We pay £1,900 a year for the NHS: we deserve better than this
Staff at Colchester General Hospital have been forced into covering up delays to treatment for cancer patients in order to hit nationally set targets. Inspectors from the Care Quality Commission visited the Trust in August and September after finding inaccuracies in waiting time data and being bombarded with complaints. They claim to have found "serious concerns" over the treatment of cancer patients.
In recent months the NHS has come under fire in the Keogh Review, which revealed that potentially 13,000 patients may have died unnecessarily across 14 trusts including Colchester. Colchester was one of three trusts that avoided being placed in special measures at the time, but following the shocking revelations, the CQC has recommended it be moved into this category.

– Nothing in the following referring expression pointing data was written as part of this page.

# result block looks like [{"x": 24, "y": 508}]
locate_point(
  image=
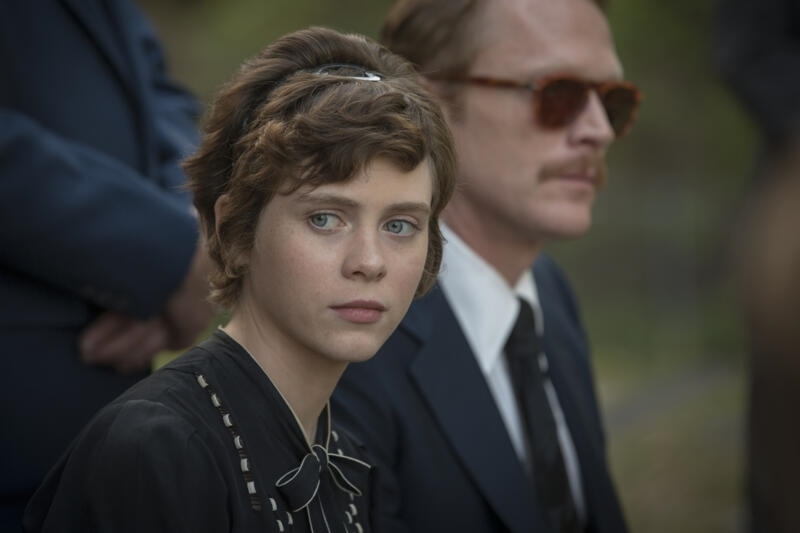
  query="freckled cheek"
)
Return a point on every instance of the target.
[{"x": 409, "y": 267}]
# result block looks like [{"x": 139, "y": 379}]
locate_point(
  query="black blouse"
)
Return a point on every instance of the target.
[{"x": 205, "y": 444}]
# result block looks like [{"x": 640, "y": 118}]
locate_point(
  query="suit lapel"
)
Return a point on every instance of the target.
[
  {"x": 576, "y": 398},
  {"x": 453, "y": 386}
]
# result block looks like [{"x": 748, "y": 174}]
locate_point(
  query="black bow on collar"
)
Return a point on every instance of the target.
[{"x": 300, "y": 485}]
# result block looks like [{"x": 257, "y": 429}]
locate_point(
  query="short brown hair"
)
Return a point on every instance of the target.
[
  {"x": 279, "y": 124},
  {"x": 438, "y": 36}
]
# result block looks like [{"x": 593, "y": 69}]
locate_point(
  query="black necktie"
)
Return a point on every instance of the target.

The NHS costs every taxpayer an average of £1,900 every year. Scandals like this undermine trust in our doctors and nurses. You really do have to wonder at the audacity of a system that encourages managers to cover up failures rather than improve patient care.
depending on the measure, the NHS is the world's fifth biggest employer (the US Department of Defence and the Chinese People's Liberation Army are the biggest). But a significant number of staff are employed on duties other than patient care. Over the last 20 years the health service has increasingly been subject to centrally-set targets on patient care, waiting lists, and bed space. The idea was that targets would drive up standards, but as the Colchester example proves, meeting targets does not necessarily mean better patient care and can put lives at risk. More paperwork means more bureaucrats, more pressure on staff to hit impossible targets, and the manipulation of data for political ends.
We desperately need a healthcare system that offers us real value for money. As it stands, the NHS wastes too much money and is too centralised. Evidence shows that choice and competition drive up standards. Our 2011 report Wasting Lives compared the NHS to European peers and the results are startling.
We need real patient choice in our hospitals instead of targets and central government control.